Iron Reagan - The Tyranny Of Will (Cover Artwork)

Iron Reagan

Iron Reagan: The Tyranny Of Will

The Tyranny Of Will (2014)

Relapse Records


4
I was an impressionable teenager when thrash and crossover were at their peak popularity. Bands like D.R.I., Cro—Mags and Corrosion of Conformity were my heroes. I considered their combination of punk and metal to be the zenith of musical evolution. I loved the way the two sounds came together...

I was an impressionable teenager when thrash and crossover were at their peak popularity. Bands like D.R.I., Cro—Mags and Corrosion of Conformity were my heroes. I considered their combination of punk and metal to be the zenith of musical evolution. I loved the way the two sounds came together, while each maintained its individual identity. If you went to a D.R.I. show in the late '80s, half the crowd was convinced they were a punk band, while the other half would swear they were metal. Those two audiences didn't mix much back in those days, and it was a rare band that could bring them together.
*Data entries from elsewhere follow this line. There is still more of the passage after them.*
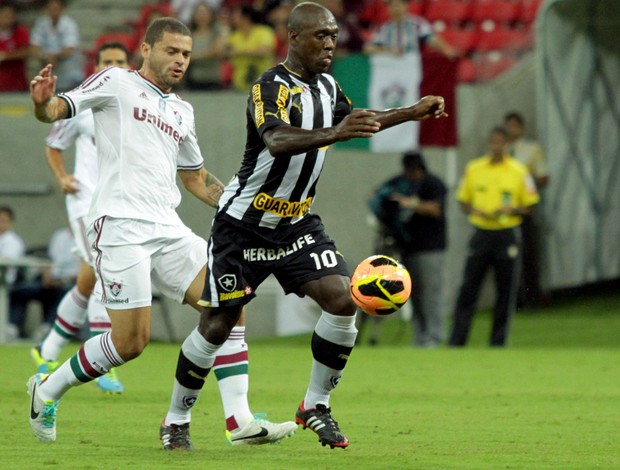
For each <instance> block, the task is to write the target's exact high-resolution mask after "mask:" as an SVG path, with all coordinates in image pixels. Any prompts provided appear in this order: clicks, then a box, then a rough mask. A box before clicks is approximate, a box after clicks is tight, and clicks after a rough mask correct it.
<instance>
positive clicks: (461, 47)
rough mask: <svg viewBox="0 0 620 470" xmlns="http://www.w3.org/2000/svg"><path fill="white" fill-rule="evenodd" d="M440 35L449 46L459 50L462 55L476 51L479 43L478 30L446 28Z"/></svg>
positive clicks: (462, 28) (470, 28)
mask: <svg viewBox="0 0 620 470" xmlns="http://www.w3.org/2000/svg"><path fill="white" fill-rule="evenodd" d="M439 35H440V36H441V37H442V38H443V39H444V40H445V41H446V42H447V43H448V44H450V45H451V46H453V47H455V48H457V49H458V50H459V51H460V52H461V54H467V53H469V52H471V51H472V50H473V49H474V47H475V44H476V43H477V38H478V30H477V29H476V28H459V27H454V26H446V28H445V29H444V30H443V31H442V32H440V33H439Z"/></svg>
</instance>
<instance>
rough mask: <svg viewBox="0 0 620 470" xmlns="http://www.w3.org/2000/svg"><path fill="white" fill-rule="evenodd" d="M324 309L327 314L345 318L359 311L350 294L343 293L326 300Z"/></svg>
mask: <svg viewBox="0 0 620 470" xmlns="http://www.w3.org/2000/svg"><path fill="white" fill-rule="evenodd" d="M322 308H323V310H325V311H326V312H327V313H331V314H333V315H343V316H351V315H354V314H355V312H356V310H357V306H356V305H355V303H353V301H352V300H351V296H350V295H349V293H348V292H342V293H339V294H337V295H332V296H330V297H327V298H325V299H324V302H323V305H322Z"/></svg>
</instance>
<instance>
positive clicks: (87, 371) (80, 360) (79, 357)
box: [78, 346, 103, 379]
mask: <svg viewBox="0 0 620 470" xmlns="http://www.w3.org/2000/svg"><path fill="white" fill-rule="evenodd" d="M78 359H79V361H80V367H81V368H82V370H83V371H84V373H85V374H86V375H88V376H89V377H92V378H93V379H96V378H97V377H101V376H102V375H103V373H101V372H97V371H96V370H95V369H94V368H93V366H91V365H90V362H88V359H87V358H86V353H85V352H84V346H82V347H81V348H80V350H79V351H78Z"/></svg>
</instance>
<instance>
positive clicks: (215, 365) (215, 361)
mask: <svg viewBox="0 0 620 470" xmlns="http://www.w3.org/2000/svg"><path fill="white" fill-rule="evenodd" d="M247 360H248V352H247V351H242V352H240V353H236V354H231V355H229V356H217V357H216V358H215V362H214V363H213V367H217V366H223V365H227V364H236V363H238V362H247Z"/></svg>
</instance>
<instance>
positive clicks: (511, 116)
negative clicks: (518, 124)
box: [504, 111, 525, 126]
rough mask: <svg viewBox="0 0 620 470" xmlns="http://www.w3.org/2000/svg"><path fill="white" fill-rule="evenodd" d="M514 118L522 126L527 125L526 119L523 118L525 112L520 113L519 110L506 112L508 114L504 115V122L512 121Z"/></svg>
mask: <svg viewBox="0 0 620 470" xmlns="http://www.w3.org/2000/svg"><path fill="white" fill-rule="evenodd" d="M513 119H514V120H515V121H517V122H518V123H519V124H521V125H522V126H523V125H525V119H524V118H523V114H521V113H518V112H517V111H511V112H509V113H506V115H505V116H504V122H508V121H512V120H513Z"/></svg>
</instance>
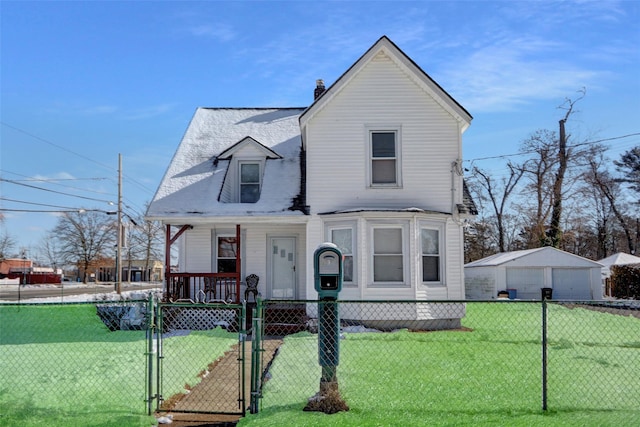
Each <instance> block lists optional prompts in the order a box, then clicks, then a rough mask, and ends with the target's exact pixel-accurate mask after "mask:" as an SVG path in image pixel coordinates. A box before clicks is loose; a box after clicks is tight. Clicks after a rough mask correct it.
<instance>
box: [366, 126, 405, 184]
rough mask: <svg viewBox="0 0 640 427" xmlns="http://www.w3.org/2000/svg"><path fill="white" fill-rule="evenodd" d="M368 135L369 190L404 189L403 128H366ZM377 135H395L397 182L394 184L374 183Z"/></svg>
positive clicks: (395, 182)
mask: <svg viewBox="0 0 640 427" xmlns="http://www.w3.org/2000/svg"><path fill="white" fill-rule="evenodd" d="M365 130H366V132H365V134H366V147H367V155H366V161H367V165H366V170H367V186H368V188H402V149H401V147H402V127H401V126H399V125H388V126H378V125H376V126H373V125H367V126H365ZM375 133H393V134H394V135H395V141H394V142H395V157H394V159H395V162H396V163H395V166H396V180H395V182H392V183H374V182H373V162H374V160H373V159H374V158H373V134H375Z"/></svg>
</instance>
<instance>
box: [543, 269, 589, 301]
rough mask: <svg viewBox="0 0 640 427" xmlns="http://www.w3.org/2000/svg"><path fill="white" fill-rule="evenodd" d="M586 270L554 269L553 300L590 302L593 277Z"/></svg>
mask: <svg viewBox="0 0 640 427" xmlns="http://www.w3.org/2000/svg"><path fill="white" fill-rule="evenodd" d="M590 273H591V272H590V271H589V269H586V268H554V269H553V270H551V276H552V280H553V299H572V300H590V299H591V286H590V283H591V277H590Z"/></svg>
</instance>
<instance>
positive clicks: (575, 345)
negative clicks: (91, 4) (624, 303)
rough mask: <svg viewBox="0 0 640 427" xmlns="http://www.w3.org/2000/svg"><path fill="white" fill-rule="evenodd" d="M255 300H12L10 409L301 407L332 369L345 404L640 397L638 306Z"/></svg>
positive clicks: (457, 401) (53, 424)
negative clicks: (180, 301) (181, 302)
mask: <svg viewBox="0 0 640 427" xmlns="http://www.w3.org/2000/svg"><path fill="white" fill-rule="evenodd" d="M246 314H247V310H246V309H245V308H244V306H241V305H226V304H219V305H216V304H163V303H157V302H155V301H153V300H151V299H150V300H149V301H122V302H106V301H105V302H92V303H67V304H57V303H49V304H38V305H35V304H34V305H30V304H24V303H23V304H0V355H1V357H0V425H33V424H34V423H35V421H34V420H41V419H49V420H51V418H52V417H54V418H55V417H58V418H59V419H60V420H64V421H61V423H62V422H64V423H66V425H73V424H74V423H75V424H76V425H82V424H88V422H87V417H93V416H100V414H102V415H103V416H104V414H109V416H110V417H113V416H114V414H115V416H123V417H125V418H123V422H122V423H121V425H133V424H129V423H128V422H129V421H130V418H126V417H127V416H131V415H132V414H134V415H135V414H137V415H139V416H141V417H142V416H144V415H145V414H147V413H151V412H152V411H153V410H154V409H155V410H159V411H173V412H180V411H186V412H206V413H234V414H243V413H244V411H245V408H246V407H248V406H250V410H251V412H258V411H259V410H260V408H271V407H278V408H286V407H291V408H298V407H299V405H300V404H301V403H302V404H304V403H305V402H307V400H308V399H309V398H310V397H312V396H313V395H315V394H316V393H317V392H318V391H319V388H320V386H321V382H322V381H323V380H325V381H333V380H335V381H336V383H337V384H338V387H339V391H340V393H341V395H342V397H344V399H345V401H346V402H347V404H349V403H350V402H357V403H358V404H359V405H368V404H371V405H376V406H375V407H377V408H378V409H379V408H381V407H394V408H400V409H401V410H404V411H407V414H409V415H408V416H410V414H413V413H415V416H416V417H419V412H420V411H431V412H437V411H449V412H451V411H466V412H468V413H473V412H474V411H476V410H477V409H478V408H490V411H494V412H499V413H513V412H514V411H516V412H517V411H537V410H540V408H541V407H542V408H544V409H547V408H548V409H550V410H554V411H569V412H570V411H593V410H600V411H618V410H622V411H626V410H629V411H637V408H638V407H640V370H638V366H640V310H638V308H637V307H635V308H634V307H631V306H629V307H624V306H615V307H614V306H611V305H608V304H606V303H603V302H568V301H555V300H554V301H542V302H532V301H528V302H518V301H494V302H468V301H446V302H435V301H430V302H418V301H394V302H388V301H364V302H362V301H358V302H356V301H338V302H337V303H336V302H325V301H260V300H259V301H258V304H257V307H256V310H255V312H254V313H253V320H252V322H249V323H250V324H249V325H247V322H246V320H245V317H246V316H245V315H246ZM247 326H249V327H247ZM248 337H251V340H249V339H248ZM372 396H373V397H374V398H373V399H371V397H372ZM249 401H250V402H249ZM362 402H373V403H362ZM381 405H382V406H381ZM389 405H391V406H389ZM416 408H418V409H416ZM365 409H366V406H365ZM296 410H297V409H296ZM371 410H375V408H374V407H373V406H372V408H371ZM96 414H97V415H96ZM93 423H94V424H96V423H98V422H97V421H94V422H93ZM49 424H51V425H63V424H60V423H58V424H56V423H55V422H50V423H49ZM89 424H90V423H89ZM98 424H99V423H98Z"/></svg>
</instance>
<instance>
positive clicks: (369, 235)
mask: <svg viewBox="0 0 640 427" xmlns="http://www.w3.org/2000/svg"><path fill="white" fill-rule="evenodd" d="M382 228H386V229H390V228H391V229H400V231H401V234H400V236H401V237H402V281H379V282H376V281H374V269H375V268H374V265H375V252H374V245H375V238H374V230H376V229H382ZM367 234H368V239H369V255H368V256H369V264H370V267H369V268H368V271H369V273H368V274H369V278H368V281H369V287H373V288H408V287H411V278H410V274H409V272H410V268H409V258H410V255H411V254H410V250H409V249H410V248H409V222H408V221H402V222H396V221H393V222H369V223H368V229H367Z"/></svg>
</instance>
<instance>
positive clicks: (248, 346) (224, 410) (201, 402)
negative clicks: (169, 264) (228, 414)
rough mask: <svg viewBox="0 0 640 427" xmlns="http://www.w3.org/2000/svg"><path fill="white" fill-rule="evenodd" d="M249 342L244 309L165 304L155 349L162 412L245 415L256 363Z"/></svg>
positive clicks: (152, 375) (157, 374)
mask: <svg viewBox="0 0 640 427" xmlns="http://www.w3.org/2000/svg"><path fill="white" fill-rule="evenodd" d="M245 337H246V332H245V307H244V306H243V305H237V304H224V303H216V304H194V303H159V304H158V305H157V309H156V333H155V334H154V335H153V339H152V341H153V342H152V343H150V345H149V347H150V350H151V351H150V352H151V353H155V354H156V363H155V366H156V367H157V368H156V370H155V371H156V372H155V379H154V380H151V378H153V377H154V375H150V384H151V383H153V384H152V385H150V388H154V386H155V389H156V393H155V394H153V393H152V395H153V396H154V397H155V398H156V410H157V411H171V412H189V413H209V414H213V413H216V414H234V415H243V416H244V415H245V413H246V410H247V406H248V403H249V402H248V389H249V380H250V372H246V371H245V367H246V368H249V367H250V364H249V365H247V364H246V360H247V359H249V361H250V360H251V359H250V355H249V356H248V357H247V356H245ZM247 347H248V348H247V351H250V345H249V346H247ZM247 354H249V353H247ZM150 359H151V358H150ZM152 365H153V364H150V372H151V371H152V370H153V366H152Z"/></svg>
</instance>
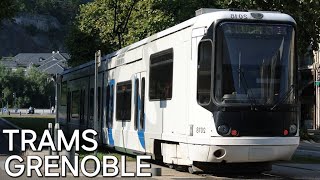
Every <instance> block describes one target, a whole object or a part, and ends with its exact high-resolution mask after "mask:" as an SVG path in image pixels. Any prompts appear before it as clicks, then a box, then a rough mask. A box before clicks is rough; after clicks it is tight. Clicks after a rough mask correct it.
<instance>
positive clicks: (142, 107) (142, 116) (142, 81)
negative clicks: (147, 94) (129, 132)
mask: <svg viewBox="0 0 320 180" xmlns="http://www.w3.org/2000/svg"><path fill="white" fill-rule="evenodd" d="M144 97H145V78H142V80H141V109H140V129H144Z"/></svg>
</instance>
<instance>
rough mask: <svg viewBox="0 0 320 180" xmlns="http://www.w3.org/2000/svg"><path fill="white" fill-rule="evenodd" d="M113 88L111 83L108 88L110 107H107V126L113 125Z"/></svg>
mask: <svg viewBox="0 0 320 180" xmlns="http://www.w3.org/2000/svg"><path fill="white" fill-rule="evenodd" d="M113 100H114V88H113V85H111V88H110V107H109V124H108V125H109V127H110V128H112V125H113V107H114V102H113Z"/></svg>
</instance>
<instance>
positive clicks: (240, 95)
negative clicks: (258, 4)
mask: <svg viewBox="0 0 320 180" xmlns="http://www.w3.org/2000/svg"><path fill="white" fill-rule="evenodd" d="M294 33H295V32H294V28H293V27H292V26H290V25H284V24H274V25H273V24H252V23H235V22H225V23H222V24H220V25H219V26H218V28H217V46H216V61H215V76H214V80H215V89H214V94H215V99H216V101H217V102H218V103H222V104H229V103H238V104H240V103H241V104H246V103H248V104H255V105H268V104H269V105H273V104H275V103H278V102H279V101H281V103H285V104H290V103H293V102H294V90H293V89H294V83H295V79H294V77H295V64H294V63H295V62H294V58H295V57H294ZM284 98H285V99H284ZM281 99H284V100H283V101H282V100H281Z"/></svg>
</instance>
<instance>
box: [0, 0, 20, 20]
mask: <svg viewBox="0 0 320 180" xmlns="http://www.w3.org/2000/svg"><path fill="white" fill-rule="evenodd" d="M15 2H16V1H15V0H1V1H0V22H1V21H2V20H3V19H8V18H12V17H13V16H14V15H15V13H16V10H17V5H16V3H15Z"/></svg>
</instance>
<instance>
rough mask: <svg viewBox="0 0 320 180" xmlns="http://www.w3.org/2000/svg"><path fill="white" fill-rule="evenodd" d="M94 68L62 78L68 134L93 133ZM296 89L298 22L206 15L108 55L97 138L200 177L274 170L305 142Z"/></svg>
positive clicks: (271, 14) (233, 10)
mask: <svg viewBox="0 0 320 180" xmlns="http://www.w3.org/2000/svg"><path fill="white" fill-rule="evenodd" d="M94 67H95V64H94V62H93V61H92V62H88V63H86V64H83V65H80V66H78V67H75V68H72V69H68V70H66V71H64V72H63V74H62V75H61V77H62V78H61V82H60V91H59V92H60V93H59V97H58V99H59V103H58V106H59V108H58V109H59V119H58V120H59V123H60V126H61V127H62V129H63V130H64V131H65V132H72V131H73V130H74V129H80V130H84V129H88V128H93V124H94V119H93V115H94V110H95V109H94ZM297 83H298V82H297V55H296V22H295V21H294V19H293V18H292V17H291V16H289V15H287V14H284V13H279V12H270V11H237V10H232V9H230V10H217V9H200V10H198V11H196V16H195V17H194V18H191V19H189V20H187V21H185V22H182V23H180V24H178V25H175V26H173V27H171V28H168V29H166V30H164V31H161V32H159V33H157V34H154V35H152V36H150V37H147V38H145V39H143V40H141V41H139V42H136V43H134V44H132V45H129V46H127V47H124V48H122V49H120V50H118V51H116V52H113V53H111V54H108V55H105V56H103V57H102V64H101V66H100V67H99V70H98V93H97V96H98V106H97V107H98V109H97V111H98V120H97V121H98V124H99V128H98V129H96V131H97V132H98V141H99V143H100V144H101V145H105V146H108V147H110V148H114V149H115V150H117V151H121V152H125V153H129V154H139V155H141V154H147V155H151V156H152V157H153V158H154V159H156V160H160V161H162V162H163V163H165V164H168V165H170V166H171V167H188V169H189V171H190V172H192V173H193V172H196V171H198V170H202V169H205V168H207V169H209V170H210V168H213V167H214V165H218V166H219V167H220V165H222V164H225V165H243V164H246V165H253V166H254V167H258V165H261V167H268V168H270V166H267V165H266V164H269V162H272V161H278V160H289V159H290V158H291V156H292V155H293V153H294V152H295V150H296V148H297V146H298V144H299V134H298V132H299V106H298V94H297ZM223 167H224V166H223ZM259 167H260V166H259ZM264 170H266V168H265V169H264Z"/></svg>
Iron Reagan is a band that can bridge those two worlds.

The Tyranny Of Will is the second full length from the Richmond, VA band, and their first for metal powerhouse Relapse Records. Iron Reagan started out as a side project, and is sometimes referred to as a supergroup. With members coming from Municipal Waste, Cannabis Corpse and Darkest Hour, the names involved might be a bit obscure for the supergroup designation. The side project label may not last long either, as this stands poised to overshadow the groups that spawned it.

The music is well executed thrash along the lines of S.O.D. or Anthrax. The excellent drumming especially reminds me of vintage Anthrax. Vocalist Tony Foresta has an abrasive voice that perfectly suits the material. He sounds confrontational and maintains his intensity throughout the record. The album's subject matter covers some familiar ground. Some songs are vaguely political ("Patriotic Shock," "In Greed We Trust"), reminiscent of D.R.I. or Cro—Mags. Some songs are funny ("Rat Shit," "U Lock The Bike Cop"), like S.O.D. or Anthrax. Others have horror themes ("Eyeball Gore," "Bleeding Frenzy"), and will remind you of early Slayer or The Accused. The lyrics are biting and tongue in cheek, more sarcastic than offensive.

The Tyranny Of Will has a whopping 24 tracks, clocking in at just over a half hour. Many of the songs are a minute or two long, but quite a few come in at less than a minute. "Glocking Out" and "Your Kid's An Asshole" (one of my favorites), are each 12 seconds long. These short tracks prove that sometimes it's best to keep an idea short, rather than expanding it to more traditional song length and risking ruining the joke. "Consensual Harassment" is a favorite of mine that features some gnarly female vocals. Closing song "Four More Years" is the longest on the album at just over four minutes. Its like a soundtrack to a post—apocalyptic political rally and has the record's best lead guitar work.

While Iron Reagan looks to the past for inspiration, this is not really a retro band. Its sound and subject matter are relevant and modern. If there's any justice in the world, Iron Reagan will lead younger fans back to the bands that informed their sound. It would blow a lot of minds if a whole new generation discovered the original crossover bands. I would personally love it if this music made its way into the hands of the fans of the first wave of thrash. People who haven't bought a new release since '95 would have a newer band to care about. The Tyranny Of Will doesn't quite reach the sublime highs of Dealing With It or The Age Of Quarrel , but it's close enough to be talked about in the same conversation.